19 Responses to “Sprinkles’ Strawberry Cupcakes”

  1. February 9, 2012
    9:13 pm

    Wow these look and sound so amazing! I love the vibrant colour and love how the way you’ve frosted them makes them look like they’re straight out of a sprinkles line up! So jeal you used to live right by Sprinkles, I’m pretty sure I would never have made any of my lectures if I went to college where you did! haha

    • Thank you! It took me a couple tries to finally get the frosting to look like that.

  2. February 9, 2012
    9:33 pm
    Tina says...

    Fruit in baked goods is not that easy to pull off, so I am glad to come across this recipe. You have some very good tips here on using the different fruit products that are out there. Glad to stop in and learn as well as find a tasty recipe. Your pictures are fantastic. Thanks for posting.

    • Thanks, Tina! I love fruit in baked goods. Its just hard to get the fruits from getting mushy and turning brown or grey.

  3. February 9, 2012
    10:11 pm

    Reason 109 why i love trader joes: freeze dried strawberries

    How adorable are those cupcakes! The color is so vibrant and pretty, I can’t wait to try this recipe out – they are frosted so perfectly too!

    • Yes! Isn’t Trader Joes the best?! I always leave that place with more stuff than I intended to buy.

  4. February 9, 2012
    10:58 pm

    Stunning!

  5. March 5, 2012
    10:40 am
    Emily says...

    What did you use to create those little dot decorations? They’re so cute and make them look just like Sprinkles! :) And, can I use vanilla extract instead of paste?

    • I used fondant to make to the little dots. I colored regular white fondant and rolled it out really thin. Yes, you can easily substitute vanilla extract for vanilla paste. I used vanilla paste in this recipe because I wanted the little speckles of vanilla beans in the cupcakes.

  6. May 7, 2012
    11:20 pm
    Kim says...

    Is your strawberry puree sweetened or just straight pureed strawberries?

  7. May 26, 2013
    3:56 pm
    Hallie says...

    Could you use vanilla extract as a vanilla bean paste sub?

    • Maryanne replied...

      Hi Hallie, yes vanilla extract works fine.

  8. August 8, 2013
    3:55 pm
    drmcgrew20 says...

    I wonder if you think this recipe would work using a different fruit. I have peaches in mind. Any thoughts?

    • Maryanne replied...

      Yes! I think peaches would work in this recipe. Sounds like a great idea. I’m going to have to test that out this weekend.

  9. July 5, 2014
    11:34 am
    Kat says...

    Would these stand up to heat at all? I am hosting an outdoor party and I would hate for them to melt.

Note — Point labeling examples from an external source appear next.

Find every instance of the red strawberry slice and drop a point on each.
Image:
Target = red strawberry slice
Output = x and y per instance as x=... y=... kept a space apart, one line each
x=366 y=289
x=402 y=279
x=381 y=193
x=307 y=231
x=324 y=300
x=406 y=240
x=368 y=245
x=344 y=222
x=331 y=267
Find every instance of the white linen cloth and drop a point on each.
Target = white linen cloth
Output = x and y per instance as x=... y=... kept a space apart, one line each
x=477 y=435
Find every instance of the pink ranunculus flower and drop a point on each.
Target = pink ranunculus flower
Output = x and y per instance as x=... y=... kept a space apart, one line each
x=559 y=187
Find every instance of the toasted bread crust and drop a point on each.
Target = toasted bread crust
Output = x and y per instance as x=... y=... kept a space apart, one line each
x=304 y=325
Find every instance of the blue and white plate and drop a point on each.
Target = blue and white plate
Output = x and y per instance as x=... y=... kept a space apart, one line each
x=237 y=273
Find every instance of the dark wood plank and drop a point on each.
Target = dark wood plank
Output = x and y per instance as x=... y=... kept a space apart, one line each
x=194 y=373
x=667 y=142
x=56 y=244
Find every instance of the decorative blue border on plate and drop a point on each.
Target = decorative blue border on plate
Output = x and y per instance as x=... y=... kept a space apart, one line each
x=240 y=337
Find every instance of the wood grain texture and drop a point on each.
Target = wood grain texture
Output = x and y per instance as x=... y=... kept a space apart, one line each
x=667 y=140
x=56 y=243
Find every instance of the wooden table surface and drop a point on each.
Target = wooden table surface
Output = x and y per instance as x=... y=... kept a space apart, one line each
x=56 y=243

    • Maryanne Cabrera replied...

      Hi Kat, over time the frosting slightly hardens on the outside creating a shell. The frosted cupcakes should hold up outside as long as they are in a shaded area. Direct sunlight will definitely melt the frosting. If you have room in a cooler or ice box, I suggest storing them in there for safe keeping.